The Company continues to expect the operating profit margins of projects in
backlog to be in the low single digits, which does not cover the Company's
restructuring costs or a portion of the Company's fixed costs for direct
operating expenses and general and administrative expenses. All ongoing
contracts and unresolved change orders are reviewed at the end of each quarter
to assess performance, progress and likelihood of successful resolution and it
is determined if there is any need for adjustments to estimates. While this
review for the first quarter of 2014 will be conducted over the next few
weeks, the Company is not aware, as a preliminary matter, of any issues that
are believed to give rise to additional material losses on contracts, due to
write-downs of change orders or otherwise, that, after taking into account
offsetting positive developments, would materially and adversely impact the
Company's expectations regarding the first quarter of 2014. The Company's
preliminary estimates are based on various assumptions and on the Company's
review of preliminary financial results for only two months of the quarter,
and the full quarterly results will be based, in substantial part, on
estimates and assumptions as of (and, in some cases, particularly with respect
to contracts in a loss position, subsequent to) March 31, 2014. Accordingly,
it is possible that actual first quarter 2014 results will differ
substantially from the Company's current expectation.
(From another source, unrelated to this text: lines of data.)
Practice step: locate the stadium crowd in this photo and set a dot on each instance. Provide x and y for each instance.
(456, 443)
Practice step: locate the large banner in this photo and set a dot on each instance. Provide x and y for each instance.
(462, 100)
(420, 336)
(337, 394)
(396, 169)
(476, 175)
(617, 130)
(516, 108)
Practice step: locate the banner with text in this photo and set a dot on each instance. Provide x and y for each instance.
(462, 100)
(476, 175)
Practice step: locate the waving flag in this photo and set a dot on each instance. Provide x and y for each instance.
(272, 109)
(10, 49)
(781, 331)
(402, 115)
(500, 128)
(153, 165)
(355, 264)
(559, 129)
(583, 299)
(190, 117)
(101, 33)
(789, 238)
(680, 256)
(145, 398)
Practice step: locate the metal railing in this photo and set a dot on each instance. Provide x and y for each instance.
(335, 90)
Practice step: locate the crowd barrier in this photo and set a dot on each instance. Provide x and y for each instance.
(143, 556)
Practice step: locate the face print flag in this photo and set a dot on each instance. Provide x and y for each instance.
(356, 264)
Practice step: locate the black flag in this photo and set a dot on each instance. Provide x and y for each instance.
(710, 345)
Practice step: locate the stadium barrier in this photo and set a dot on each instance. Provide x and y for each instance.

In addition, the
Company's preliminary estimates relating to the first quarter of 2014 and the
related assumptions do not give effect to the Company's financial closing
procedures. The Company expects to complete its financial closing procedures
for the quarter ended March 31, 2014 in May 2014, and those procedures may
also result in actual first quarter 2014 results differing substantially from
current expectations. Accordingly, one should not place undue reliance on the
Company's preliminary statements relative to the first quarter of 2014.
The Company completed the sale of the DLB KP1 in March 2014 for a gain of over
$5 million.
Approximately $149 million of new orders was booked in the first quarter of
2014, which includes a marine installation charter contract for the vessel
North Ocean 105 for Petrobras in Brazil.
The Company is implementing the previously announced plan to improve internal
processes and risk management by increasing operational efficiency through a
new organizational design aimed at delivering improved and more predictable
performance. The new organizational design orients the Company's management
around offshore and subsea operations, with highly experienced business
leaders who have responsibility for strategic direction of the business lines
and for aligning operations with customer needs. These business leaders will
also provide oversight and project execution support for regional operations
and will have responsibility for efficiently allocating assets among the
regional operations. Many of these leaders have been hired from outside
McDermott and bring significant experience in the offshore industry. The
Company recently hired approximately 150 new people with extensive experience
in subsea projects. These new additions to the Company's team bring expertise
in determining bid levels for new projects and executing complex subsea work.
The Company expects to continue adding subsea leadership at the executive
level and within global, regional and local operations.